B - Un pays de « collabos » (1971...)

Les lendemains de la Seconde Guerre mondiale ne ressemblent en rien à ceux de la Première. A l’inverse de la Grande Guerre, en effet, au terme de laquelle les Poilus, quand ils ont survécu à l’enfer des tranchées, sont accueillis comme des héros victorieux auxquels la patrie rend hommage par des monuments aux morts, les soldats français de 1940, quand ils reviennent de captivité, après avoir été battus en trois semaines, sont perçus comme des antihéros vaincus, auxquels la nation embarrassée peine à rendre les honneurs. Pas de monuments spécifiques, pas de célébrations nationales, seulement quelques lignes ajoutées sur les monuments aux morts déjà existants et le choix en 1953 d’un jour férié tardivement retenu, celui du 8 mai[1], parce que, après bien des hésitations, le pays doit tout de même se souvenir de ce que certains s’efforcent pourtant d’oublier.

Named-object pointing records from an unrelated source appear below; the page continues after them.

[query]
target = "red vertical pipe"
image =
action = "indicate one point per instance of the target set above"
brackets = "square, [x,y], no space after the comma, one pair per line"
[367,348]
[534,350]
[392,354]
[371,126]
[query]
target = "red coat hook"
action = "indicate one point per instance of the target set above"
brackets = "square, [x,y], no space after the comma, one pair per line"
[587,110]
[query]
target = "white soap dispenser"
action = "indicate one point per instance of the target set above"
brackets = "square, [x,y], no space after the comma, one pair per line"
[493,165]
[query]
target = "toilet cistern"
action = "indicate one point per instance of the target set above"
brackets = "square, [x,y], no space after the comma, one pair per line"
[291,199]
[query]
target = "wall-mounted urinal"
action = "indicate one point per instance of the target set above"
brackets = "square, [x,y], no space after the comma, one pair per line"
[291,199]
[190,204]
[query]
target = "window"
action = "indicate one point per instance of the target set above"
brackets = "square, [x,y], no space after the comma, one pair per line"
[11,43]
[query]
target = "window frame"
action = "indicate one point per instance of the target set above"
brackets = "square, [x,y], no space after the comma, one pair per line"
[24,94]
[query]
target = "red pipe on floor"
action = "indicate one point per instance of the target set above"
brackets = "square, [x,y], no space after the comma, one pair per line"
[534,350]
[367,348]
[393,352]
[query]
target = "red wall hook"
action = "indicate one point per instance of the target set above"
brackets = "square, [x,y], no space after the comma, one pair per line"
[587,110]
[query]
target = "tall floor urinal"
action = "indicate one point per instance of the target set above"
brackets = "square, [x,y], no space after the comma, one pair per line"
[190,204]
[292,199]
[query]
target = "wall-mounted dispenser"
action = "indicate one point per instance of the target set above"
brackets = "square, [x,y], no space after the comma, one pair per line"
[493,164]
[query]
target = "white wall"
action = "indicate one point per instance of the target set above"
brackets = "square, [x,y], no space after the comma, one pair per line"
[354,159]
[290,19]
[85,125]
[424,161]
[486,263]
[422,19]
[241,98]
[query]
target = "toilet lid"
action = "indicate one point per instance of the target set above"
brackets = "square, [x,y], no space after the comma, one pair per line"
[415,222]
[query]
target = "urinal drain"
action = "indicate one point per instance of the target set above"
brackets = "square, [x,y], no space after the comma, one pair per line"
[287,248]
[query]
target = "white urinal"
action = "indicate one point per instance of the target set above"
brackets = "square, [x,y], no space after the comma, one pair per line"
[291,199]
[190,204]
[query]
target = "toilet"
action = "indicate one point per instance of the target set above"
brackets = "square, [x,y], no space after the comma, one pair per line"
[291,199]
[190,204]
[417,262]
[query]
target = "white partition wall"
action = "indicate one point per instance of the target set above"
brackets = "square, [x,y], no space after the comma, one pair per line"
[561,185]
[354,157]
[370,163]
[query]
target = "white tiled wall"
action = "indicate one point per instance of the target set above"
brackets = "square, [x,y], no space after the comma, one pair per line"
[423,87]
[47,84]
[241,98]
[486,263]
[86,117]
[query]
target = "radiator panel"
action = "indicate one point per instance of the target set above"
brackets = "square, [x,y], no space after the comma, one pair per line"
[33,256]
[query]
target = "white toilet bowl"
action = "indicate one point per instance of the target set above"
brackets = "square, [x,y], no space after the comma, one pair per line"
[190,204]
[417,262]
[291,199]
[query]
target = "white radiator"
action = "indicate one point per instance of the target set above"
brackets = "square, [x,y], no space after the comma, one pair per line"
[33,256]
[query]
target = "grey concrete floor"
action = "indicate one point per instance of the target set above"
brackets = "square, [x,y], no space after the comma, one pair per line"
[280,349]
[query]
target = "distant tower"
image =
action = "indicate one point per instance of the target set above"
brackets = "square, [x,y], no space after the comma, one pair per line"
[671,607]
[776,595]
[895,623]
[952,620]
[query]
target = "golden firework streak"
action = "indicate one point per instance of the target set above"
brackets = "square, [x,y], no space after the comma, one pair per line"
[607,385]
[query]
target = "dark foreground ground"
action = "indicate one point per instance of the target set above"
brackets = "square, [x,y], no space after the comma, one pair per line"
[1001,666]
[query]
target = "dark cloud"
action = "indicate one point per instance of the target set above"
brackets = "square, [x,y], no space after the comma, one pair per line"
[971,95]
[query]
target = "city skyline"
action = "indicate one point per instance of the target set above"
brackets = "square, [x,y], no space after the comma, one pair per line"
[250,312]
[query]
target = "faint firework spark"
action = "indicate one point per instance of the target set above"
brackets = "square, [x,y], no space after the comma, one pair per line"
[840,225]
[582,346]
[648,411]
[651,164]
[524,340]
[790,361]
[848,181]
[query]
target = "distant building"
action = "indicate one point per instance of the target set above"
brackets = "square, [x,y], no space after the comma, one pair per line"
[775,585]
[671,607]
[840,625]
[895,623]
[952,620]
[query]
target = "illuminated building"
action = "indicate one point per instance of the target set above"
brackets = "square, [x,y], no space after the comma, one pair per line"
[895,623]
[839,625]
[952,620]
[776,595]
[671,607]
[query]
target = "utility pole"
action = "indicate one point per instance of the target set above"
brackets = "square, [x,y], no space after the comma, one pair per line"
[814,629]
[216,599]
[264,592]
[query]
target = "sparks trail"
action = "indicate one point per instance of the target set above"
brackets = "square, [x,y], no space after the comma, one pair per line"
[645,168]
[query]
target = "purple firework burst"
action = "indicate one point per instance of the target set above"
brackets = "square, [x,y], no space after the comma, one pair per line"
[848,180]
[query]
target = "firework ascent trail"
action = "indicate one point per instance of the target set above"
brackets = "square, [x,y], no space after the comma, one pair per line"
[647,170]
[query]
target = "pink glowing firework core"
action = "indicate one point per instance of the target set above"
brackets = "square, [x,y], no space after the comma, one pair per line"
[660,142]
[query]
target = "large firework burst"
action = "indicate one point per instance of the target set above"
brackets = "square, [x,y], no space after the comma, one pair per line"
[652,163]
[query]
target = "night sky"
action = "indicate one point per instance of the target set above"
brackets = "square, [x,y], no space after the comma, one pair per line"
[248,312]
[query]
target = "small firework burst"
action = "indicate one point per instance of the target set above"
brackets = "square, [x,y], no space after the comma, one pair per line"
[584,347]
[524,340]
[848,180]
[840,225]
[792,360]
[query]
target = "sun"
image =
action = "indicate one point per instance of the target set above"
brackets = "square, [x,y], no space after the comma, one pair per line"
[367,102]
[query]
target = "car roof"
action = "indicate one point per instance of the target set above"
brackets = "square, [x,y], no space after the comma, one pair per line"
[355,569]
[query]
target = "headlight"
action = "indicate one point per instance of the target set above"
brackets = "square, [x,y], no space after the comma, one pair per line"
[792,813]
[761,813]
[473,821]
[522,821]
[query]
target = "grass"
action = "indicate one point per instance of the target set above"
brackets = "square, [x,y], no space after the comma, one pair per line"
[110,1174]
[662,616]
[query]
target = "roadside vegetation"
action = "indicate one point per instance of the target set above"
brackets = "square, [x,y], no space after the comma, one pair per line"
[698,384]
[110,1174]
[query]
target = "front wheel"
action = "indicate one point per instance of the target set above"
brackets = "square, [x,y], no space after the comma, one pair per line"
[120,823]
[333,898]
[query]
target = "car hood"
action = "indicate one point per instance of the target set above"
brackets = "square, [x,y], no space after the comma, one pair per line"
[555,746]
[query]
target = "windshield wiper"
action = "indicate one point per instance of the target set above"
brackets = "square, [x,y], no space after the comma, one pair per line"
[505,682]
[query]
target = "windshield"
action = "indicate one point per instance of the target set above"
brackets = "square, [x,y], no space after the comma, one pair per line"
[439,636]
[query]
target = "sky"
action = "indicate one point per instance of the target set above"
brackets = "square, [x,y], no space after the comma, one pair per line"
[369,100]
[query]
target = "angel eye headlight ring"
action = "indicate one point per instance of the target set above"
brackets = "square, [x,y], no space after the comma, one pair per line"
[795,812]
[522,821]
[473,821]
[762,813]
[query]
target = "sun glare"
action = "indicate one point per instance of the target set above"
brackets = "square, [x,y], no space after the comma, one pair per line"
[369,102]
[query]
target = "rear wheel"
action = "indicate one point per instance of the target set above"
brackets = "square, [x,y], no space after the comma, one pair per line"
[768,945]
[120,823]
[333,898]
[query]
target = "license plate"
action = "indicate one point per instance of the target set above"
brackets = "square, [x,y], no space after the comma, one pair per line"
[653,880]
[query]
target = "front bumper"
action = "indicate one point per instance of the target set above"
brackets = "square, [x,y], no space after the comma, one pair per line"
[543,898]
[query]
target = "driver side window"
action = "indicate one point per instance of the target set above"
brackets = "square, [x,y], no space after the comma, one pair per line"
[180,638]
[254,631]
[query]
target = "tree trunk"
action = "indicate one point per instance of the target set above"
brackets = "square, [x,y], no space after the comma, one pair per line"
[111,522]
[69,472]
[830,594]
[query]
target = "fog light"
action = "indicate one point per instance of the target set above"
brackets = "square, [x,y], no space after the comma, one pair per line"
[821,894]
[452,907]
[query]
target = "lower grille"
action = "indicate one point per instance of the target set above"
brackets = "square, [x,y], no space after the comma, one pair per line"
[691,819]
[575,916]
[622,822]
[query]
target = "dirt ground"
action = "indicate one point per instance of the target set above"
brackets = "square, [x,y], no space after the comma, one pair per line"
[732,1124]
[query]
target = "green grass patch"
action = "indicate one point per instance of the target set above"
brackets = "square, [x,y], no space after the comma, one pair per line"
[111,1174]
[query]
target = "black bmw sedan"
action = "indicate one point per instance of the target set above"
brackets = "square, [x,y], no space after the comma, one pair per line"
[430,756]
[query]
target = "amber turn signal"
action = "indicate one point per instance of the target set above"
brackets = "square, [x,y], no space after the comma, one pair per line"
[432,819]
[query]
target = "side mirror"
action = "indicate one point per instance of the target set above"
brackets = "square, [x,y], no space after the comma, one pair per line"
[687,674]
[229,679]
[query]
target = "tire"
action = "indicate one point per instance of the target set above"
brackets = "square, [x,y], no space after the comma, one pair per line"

C’est que, pendant les années de guerre, les Français, dans leur immense majorité, n’ont été ni héroïques ni résistants. Ils ont été ce que sont les hommes au cours des périodes troublées : apeurés, indifférents ou lâches, lorsqu’ils sont étrangers à toute conviction politique ; fidèlement ou fanatiquement dévoués, lorsqu’ils sont animés de convictions idéologiques profondément ancrées. En France, les résistants, une poignée de gaullistes en 1940, sensiblement élargie en 1941 par la venue des communistes du fait du changement d’alliance de l’URSS, voient leurs troupes grossir à compter du moment opportun où la victoire des Alliés semble se dessiner d’une manière définitive, tandis que, à l’inverse, les collaborateurs, maréchalistes pour certains, pétainistes pour d’autres, voient le soutien des Français mollir à mesure que la défaite approche.

Voilà pourquoi, dès les années 1950, la France, si sévère avec les « quelques » collaborateurs lors de l’immédiat après-guerre, se montre plus compréhensive envers eux, à mesure que leur nombre croît et que la vérité éclate. En 1951, la loi du 5 janvier accorde l’amnistie à ceux qui ont été condamnés à l’indignité nationale ou à une peine d’emprisonnement inférieure à quinze ans. En 1952, Antoine Pinay, chef du Centre national des indépendants (CNI), accède à la présidence du Conseil, malgré sa participation au régime de Vichy. En 1953, lors du procès de 21 membres de la division SS Das Reich, jugés en France pour le massacre d’Oradour-sur-Glane[2], 13 Malgré-nous alsaciens, condamnés, sont finalement amnistiés rapidement. En 1954, Robert Aron, dans un livre qui fera longtemps autorité, Histoire de Vichy, développe une thèse aux termes de laquelle de Gaulle aurait été « l’épée » de la France, alors que Pétain en aurait été « le bouclier ». Conclusion : les Français n’ont pas tous été des résistants et, en raison des circonstances troublées de la guerre, il convient de renoncer à une répression aveugle aux dépens de ceux qui auraient collaboré.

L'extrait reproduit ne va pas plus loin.